Our regular readers will recall that over ten years ago the government got the banks to agree with the police that fraud would be reported to the bank first. This ensured that the police and the government could boast of falling fraud figures, while the banks could direct such fraud investigations as did happen. This was roundly criticized by the Science and Technology Committee (here and here) but the government held firm. Over the succeeding decade, dissident criminologists started pointing out that fraud was not falling, just going online like everything else, and the online stuff was being ignored. Successive governments just didn’t want to know; for most of the period in question the Home Secretary was one Theresa May, who so impressed her party by “cutting crime” even though she’d cut 20,000 police jobs that she got a promotion.

But pigeons come home to roost eventually, and over the last two years the Office of National Statistics has been moving to more honest crime figures. The NAO report bears close study by anyone interested in cybercrime, in crime generally, and in how politicians game the crime figures. It makes clear that the Home Office doesn’t know what’s going on (or doesn’t really want to) and hopes that other people (such as banks and the IT industry) will solve the problem.

Government has made one or two token gestures such as setting up Action Fraud, and the NAO piously hopes that the latest such (the Joint Fraud Taskforce) could be beefed up to do some good.

I’m afraid that the NAO’s recommendations are less impressive. Let me give an example.
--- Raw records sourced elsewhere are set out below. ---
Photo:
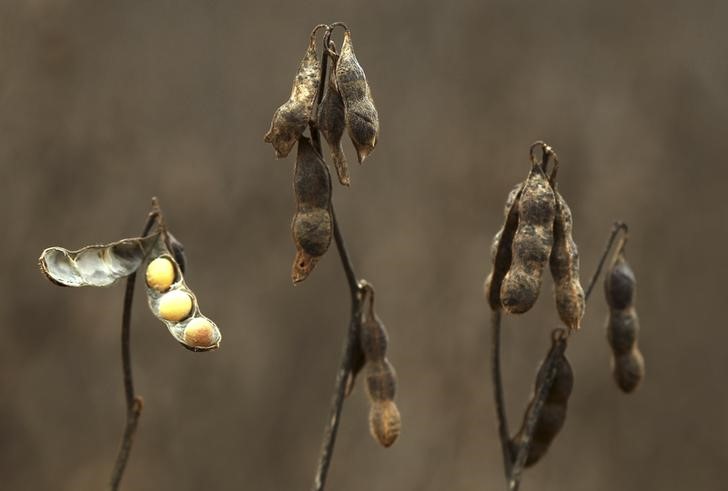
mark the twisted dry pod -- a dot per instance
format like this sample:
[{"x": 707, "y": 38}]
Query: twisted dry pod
[
  {"x": 331, "y": 122},
  {"x": 500, "y": 249},
  {"x": 172, "y": 302},
  {"x": 628, "y": 366},
  {"x": 532, "y": 243},
  {"x": 384, "y": 417},
  {"x": 361, "y": 116},
  {"x": 312, "y": 224},
  {"x": 553, "y": 411},
  {"x": 290, "y": 120},
  {"x": 564, "y": 263},
  {"x": 96, "y": 265}
]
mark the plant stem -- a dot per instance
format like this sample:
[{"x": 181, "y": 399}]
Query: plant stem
[
  {"x": 134, "y": 403},
  {"x": 514, "y": 464}
]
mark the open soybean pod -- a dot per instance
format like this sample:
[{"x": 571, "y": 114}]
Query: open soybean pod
[
  {"x": 96, "y": 265},
  {"x": 312, "y": 226},
  {"x": 362, "y": 119},
  {"x": 564, "y": 263},
  {"x": 172, "y": 302},
  {"x": 332, "y": 122},
  {"x": 628, "y": 365},
  {"x": 532, "y": 243},
  {"x": 553, "y": 411},
  {"x": 291, "y": 119},
  {"x": 500, "y": 249}
]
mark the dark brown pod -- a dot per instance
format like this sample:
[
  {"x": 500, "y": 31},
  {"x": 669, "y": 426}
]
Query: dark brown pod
[
  {"x": 362, "y": 119},
  {"x": 532, "y": 244},
  {"x": 332, "y": 122},
  {"x": 500, "y": 249},
  {"x": 291, "y": 119},
  {"x": 564, "y": 264},
  {"x": 312, "y": 225}
]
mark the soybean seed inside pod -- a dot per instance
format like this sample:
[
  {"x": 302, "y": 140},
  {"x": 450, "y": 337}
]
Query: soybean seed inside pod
[
  {"x": 532, "y": 243},
  {"x": 564, "y": 263},
  {"x": 312, "y": 226},
  {"x": 331, "y": 122},
  {"x": 160, "y": 274},
  {"x": 361, "y": 116},
  {"x": 500, "y": 249},
  {"x": 290, "y": 120}
]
The main online fraud bothering Cambridge University relates to bogus accommodation; about fifty times a year, a new employee or research student turns up to find that the apartment they rented doesn’t exist. This is an organised scam, run by crooks in Germany, that affects students elsewhere in the UK (mostly in London) and is netting £5-10m a year. The cybercrime guy in the Cambridgeshire Constabulary can’t do anything about this as only the National Crime Agency in London is allowed to talk to the German police; but he can’t talk to the NCA directly. He has to go through the Regional Organised Crime Unit in Bedford, who don’t care. The NCA would rather do sexier stuff; they seem to have planned to take over the Serious Fraud Office, as that was in the Conservative manifesto for this year’s election.
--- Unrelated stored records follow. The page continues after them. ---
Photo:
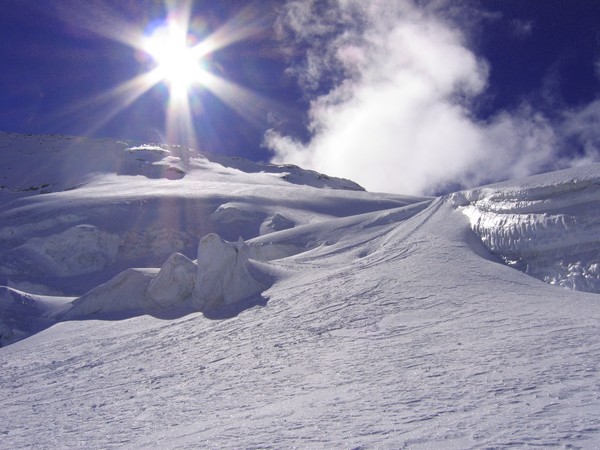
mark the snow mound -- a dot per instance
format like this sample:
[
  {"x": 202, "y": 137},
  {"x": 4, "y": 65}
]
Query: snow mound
[
  {"x": 549, "y": 229},
  {"x": 175, "y": 281},
  {"x": 226, "y": 275},
  {"x": 277, "y": 222},
  {"x": 124, "y": 294},
  {"x": 23, "y": 314}
]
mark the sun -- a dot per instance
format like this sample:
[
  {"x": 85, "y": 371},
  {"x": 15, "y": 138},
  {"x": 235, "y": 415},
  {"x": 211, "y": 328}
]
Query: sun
[{"x": 179, "y": 65}]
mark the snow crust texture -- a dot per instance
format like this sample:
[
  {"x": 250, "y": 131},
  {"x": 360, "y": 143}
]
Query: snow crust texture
[
  {"x": 549, "y": 230},
  {"x": 232, "y": 308}
]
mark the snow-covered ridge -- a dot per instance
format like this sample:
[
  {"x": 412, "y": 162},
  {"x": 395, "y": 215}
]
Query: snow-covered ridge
[{"x": 548, "y": 227}]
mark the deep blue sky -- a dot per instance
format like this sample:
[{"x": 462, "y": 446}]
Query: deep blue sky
[{"x": 544, "y": 51}]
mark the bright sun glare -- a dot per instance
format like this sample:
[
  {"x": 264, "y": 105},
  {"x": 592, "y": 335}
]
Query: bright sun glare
[
  {"x": 179, "y": 59},
  {"x": 177, "y": 64}
]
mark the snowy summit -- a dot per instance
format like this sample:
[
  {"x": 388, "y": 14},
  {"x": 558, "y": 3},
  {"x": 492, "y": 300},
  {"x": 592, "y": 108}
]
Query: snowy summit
[{"x": 153, "y": 296}]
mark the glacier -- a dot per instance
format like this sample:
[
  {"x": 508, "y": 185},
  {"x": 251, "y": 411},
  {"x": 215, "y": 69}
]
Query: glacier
[{"x": 240, "y": 305}]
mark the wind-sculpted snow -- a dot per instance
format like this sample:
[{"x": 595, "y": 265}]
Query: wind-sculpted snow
[
  {"x": 76, "y": 212},
  {"x": 341, "y": 319},
  {"x": 550, "y": 229}
]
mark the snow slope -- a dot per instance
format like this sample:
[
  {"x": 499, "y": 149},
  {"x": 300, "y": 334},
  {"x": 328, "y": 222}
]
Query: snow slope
[{"x": 374, "y": 322}]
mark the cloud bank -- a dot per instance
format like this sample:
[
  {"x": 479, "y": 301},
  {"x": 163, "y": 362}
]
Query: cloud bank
[{"x": 393, "y": 89}]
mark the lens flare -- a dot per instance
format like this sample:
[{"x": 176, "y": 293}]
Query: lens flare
[{"x": 175, "y": 52}]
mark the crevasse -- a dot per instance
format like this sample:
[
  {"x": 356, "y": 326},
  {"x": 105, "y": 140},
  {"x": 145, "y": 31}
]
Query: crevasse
[{"x": 550, "y": 232}]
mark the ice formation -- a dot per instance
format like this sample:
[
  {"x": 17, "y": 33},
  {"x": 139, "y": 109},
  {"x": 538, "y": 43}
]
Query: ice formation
[{"x": 549, "y": 230}]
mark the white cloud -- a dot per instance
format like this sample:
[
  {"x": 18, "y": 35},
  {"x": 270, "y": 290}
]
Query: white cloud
[{"x": 392, "y": 88}]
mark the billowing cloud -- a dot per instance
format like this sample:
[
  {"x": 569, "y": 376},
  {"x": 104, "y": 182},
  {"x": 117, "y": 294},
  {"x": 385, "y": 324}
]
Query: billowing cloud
[{"x": 392, "y": 88}]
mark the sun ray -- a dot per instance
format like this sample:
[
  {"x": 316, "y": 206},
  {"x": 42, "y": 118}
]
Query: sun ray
[{"x": 176, "y": 54}]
Every time we look at why some scam persists, it’s down to the institutional economics – to the way that government and the police forces have arranged their targets, their responsibilities and their reporting lines so as to make problems into somebody else’s problems. The same applies in the private sector; if you complain about fraud on your bank account the bank may simply reply that as their systems are secure, it’s your fault. If they record it at all, it may be as a fraud you attempted to commit against them. And it’s remarkable how high a proportion of people prosecuted under the Computer Misuse Act appear to have annoyed authority, for example by hacking police websites. Why do we civilians not get protected with this level of enthusiasm?

Many people have lobbied for change; LBT readers will recall numerous articles over the last ten years. Which? made a supercomplaint to the Payment Services Regulator, and got the usual bland non-reassurance. Other members of the old establishment were less courteous; the Commissioner of the Met said that fraud was the victims’ fault and GCHQ agreed. Such attitudes hit the poor and minorities the hardest.
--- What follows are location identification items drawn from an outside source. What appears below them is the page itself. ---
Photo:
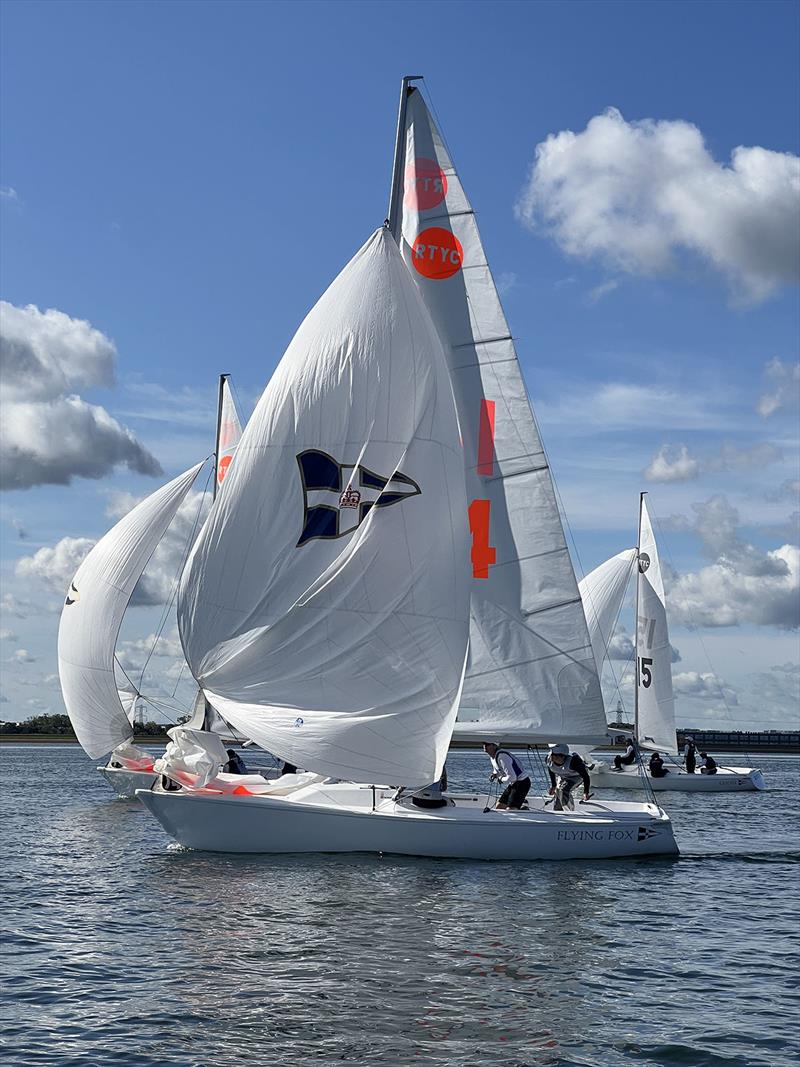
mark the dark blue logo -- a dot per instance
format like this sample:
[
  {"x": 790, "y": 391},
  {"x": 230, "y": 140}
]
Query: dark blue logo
[{"x": 337, "y": 497}]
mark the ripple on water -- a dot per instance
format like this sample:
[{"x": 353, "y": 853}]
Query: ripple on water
[{"x": 127, "y": 950}]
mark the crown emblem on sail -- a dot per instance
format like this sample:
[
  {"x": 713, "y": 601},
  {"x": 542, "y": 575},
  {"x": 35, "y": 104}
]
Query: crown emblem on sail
[{"x": 332, "y": 506}]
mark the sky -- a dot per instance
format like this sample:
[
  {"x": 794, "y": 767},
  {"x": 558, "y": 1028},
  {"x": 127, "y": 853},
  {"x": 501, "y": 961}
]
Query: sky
[{"x": 180, "y": 181}]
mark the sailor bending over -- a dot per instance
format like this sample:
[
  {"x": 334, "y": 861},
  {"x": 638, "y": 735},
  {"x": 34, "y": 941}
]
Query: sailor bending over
[
  {"x": 506, "y": 768},
  {"x": 565, "y": 769}
]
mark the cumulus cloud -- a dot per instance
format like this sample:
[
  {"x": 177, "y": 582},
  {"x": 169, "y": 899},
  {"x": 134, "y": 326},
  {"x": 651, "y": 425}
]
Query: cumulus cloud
[
  {"x": 671, "y": 465},
  {"x": 667, "y": 465},
  {"x": 698, "y": 685},
  {"x": 640, "y": 195},
  {"x": 744, "y": 584},
  {"x": 783, "y": 388},
  {"x": 49, "y": 433},
  {"x": 56, "y": 566}
]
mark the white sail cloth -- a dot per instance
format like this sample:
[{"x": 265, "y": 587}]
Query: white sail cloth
[
  {"x": 530, "y": 672},
  {"x": 655, "y": 723},
  {"x": 603, "y": 591},
  {"x": 229, "y": 434},
  {"x": 324, "y": 608},
  {"x": 93, "y": 612}
]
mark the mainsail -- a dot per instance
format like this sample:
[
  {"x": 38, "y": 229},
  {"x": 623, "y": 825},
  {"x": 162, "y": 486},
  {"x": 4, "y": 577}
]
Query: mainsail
[
  {"x": 531, "y": 671},
  {"x": 603, "y": 591},
  {"x": 93, "y": 612},
  {"x": 324, "y": 608},
  {"x": 655, "y": 710}
]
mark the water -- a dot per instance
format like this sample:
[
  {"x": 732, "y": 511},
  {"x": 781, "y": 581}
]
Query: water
[{"x": 123, "y": 950}]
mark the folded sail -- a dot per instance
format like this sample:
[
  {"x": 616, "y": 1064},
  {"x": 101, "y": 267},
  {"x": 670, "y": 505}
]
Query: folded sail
[
  {"x": 324, "y": 608},
  {"x": 603, "y": 591},
  {"x": 655, "y": 703},
  {"x": 93, "y": 612},
  {"x": 229, "y": 432},
  {"x": 531, "y": 671}
]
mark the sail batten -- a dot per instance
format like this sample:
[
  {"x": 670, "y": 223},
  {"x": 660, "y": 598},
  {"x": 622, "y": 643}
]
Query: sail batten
[
  {"x": 93, "y": 612},
  {"x": 528, "y": 632}
]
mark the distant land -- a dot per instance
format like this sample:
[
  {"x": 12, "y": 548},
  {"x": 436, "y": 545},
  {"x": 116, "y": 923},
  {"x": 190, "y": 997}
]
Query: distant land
[{"x": 46, "y": 729}]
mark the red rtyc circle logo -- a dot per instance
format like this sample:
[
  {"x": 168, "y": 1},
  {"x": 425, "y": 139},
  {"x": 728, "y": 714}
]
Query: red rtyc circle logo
[
  {"x": 426, "y": 185},
  {"x": 436, "y": 253},
  {"x": 222, "y": 468}
]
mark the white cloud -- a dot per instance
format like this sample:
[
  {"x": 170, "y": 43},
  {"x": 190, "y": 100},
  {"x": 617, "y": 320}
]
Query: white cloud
[
  {"x": 744, "y": 585},
  {"x": 638, "y": 195},
  {"x": 671, "y": 465},
  {"x": 668, "y": 466},
  {"x": 706, "y": 685},
  {"x": 783, "y": 388},
  {"x": 56, "y": 566},
  {"x": 49, "y": 434},
  {"x": 602, "y": 290}
]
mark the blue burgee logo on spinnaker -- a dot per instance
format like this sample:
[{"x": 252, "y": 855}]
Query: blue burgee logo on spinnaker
[{"x": 337, "y": 497}]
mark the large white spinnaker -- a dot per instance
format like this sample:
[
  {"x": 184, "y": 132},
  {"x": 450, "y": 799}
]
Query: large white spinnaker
[
  {"x": 324, "y": 607},
  {"x": 531, "y": 671},
  {"x": 93, "y": 612},
  {"x": 655, "y": 709},
  {"x": 603, "y": 591}
]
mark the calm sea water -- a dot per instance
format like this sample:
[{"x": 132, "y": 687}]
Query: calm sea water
[{"x": 123, "y": 950}]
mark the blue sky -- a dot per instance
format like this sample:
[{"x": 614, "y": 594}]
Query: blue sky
[{"x": 189, "y": 177}]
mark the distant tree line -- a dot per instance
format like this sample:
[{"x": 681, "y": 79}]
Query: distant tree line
[{"x": 61, "y": 727}]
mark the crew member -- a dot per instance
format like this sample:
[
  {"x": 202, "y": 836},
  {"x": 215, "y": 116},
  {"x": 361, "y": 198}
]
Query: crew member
[
  {"x": 709, "y": 764},
  {"x": 690, "y": 755},
  {"x": 235, "y": 764},
  {"x": 657, "y": 768},
  {"x": 506, "y": 768},
  {"x": 570, "y": 769},
  {"x": 628, "y": 758}
]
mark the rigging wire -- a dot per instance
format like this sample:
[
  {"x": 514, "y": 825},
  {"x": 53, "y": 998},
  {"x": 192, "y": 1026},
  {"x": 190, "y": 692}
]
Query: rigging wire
[{"x": 696, "y": 627}]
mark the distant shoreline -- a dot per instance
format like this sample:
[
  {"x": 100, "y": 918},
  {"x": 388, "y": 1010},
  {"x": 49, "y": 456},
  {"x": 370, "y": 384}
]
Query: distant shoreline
[{"x": 149, "y": 739}]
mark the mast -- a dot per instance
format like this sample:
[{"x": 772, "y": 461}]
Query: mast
[
  {"x": 636, "y": 620},
  {"x": 393, "y": 219},
  {"x": 220, "y": 398}
]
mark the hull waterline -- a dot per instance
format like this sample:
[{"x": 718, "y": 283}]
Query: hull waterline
[
  {"x": 345, "y": 821},
  {"x": 726, "y": 780},
  {"x": 125, "y": 782}
]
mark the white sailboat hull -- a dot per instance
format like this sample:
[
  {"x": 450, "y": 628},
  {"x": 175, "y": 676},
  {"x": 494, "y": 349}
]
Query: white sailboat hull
[
  {"x": 726, "y": 780},
  {"x": 125, "y": 782},
  {"x": 341, "y": 818}
]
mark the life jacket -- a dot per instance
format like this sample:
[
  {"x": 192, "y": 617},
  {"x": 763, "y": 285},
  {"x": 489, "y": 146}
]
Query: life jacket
[
  {"x": 565, "y": 770},
  {"x": 517, "y": 767}
]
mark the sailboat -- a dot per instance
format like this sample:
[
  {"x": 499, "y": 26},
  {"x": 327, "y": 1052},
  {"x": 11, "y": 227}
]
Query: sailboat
[
  {"x": 603, "y": 591},
  {"x": 100, "y": 706},
  {"x": 388, "y": 551}
]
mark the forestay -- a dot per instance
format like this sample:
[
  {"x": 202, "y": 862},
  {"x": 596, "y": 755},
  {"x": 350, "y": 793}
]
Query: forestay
[
  {"x": 603, "y": 591},
  {"x": 324, "y": 608},
  {"x": 93, "y": 612},
  {"x": 531, "y": 671},
  {"x": 655, "y": 725}
]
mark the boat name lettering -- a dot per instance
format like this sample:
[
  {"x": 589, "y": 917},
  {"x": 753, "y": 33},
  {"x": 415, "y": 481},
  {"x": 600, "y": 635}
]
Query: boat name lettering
[{"x": 596, "y": 835}]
The NAO is just as reluctant to engage. At p34 it says of the Home Office “The Department … has to influence partners to take responsibility in the absence of more formal legal or contractual levers.” But we already have the Payment Services Regulations; the FCA explained in response to the Tesco Bank hack that the banks it regulates should make fraud victims good. And it has always been the common-law position that in the absence of gross negligence a banker could not debit his customer’s account without the customer’s mandate. What’s lacking is enforcement. Nobody, from the Home Office through the FCA to the NAO, seems to want to face down the banks. Rather than insisting that they obey the law, the Home Office will spend another £500,000 on a publicity campaign, no doubt to tell us that it’s all our fault really.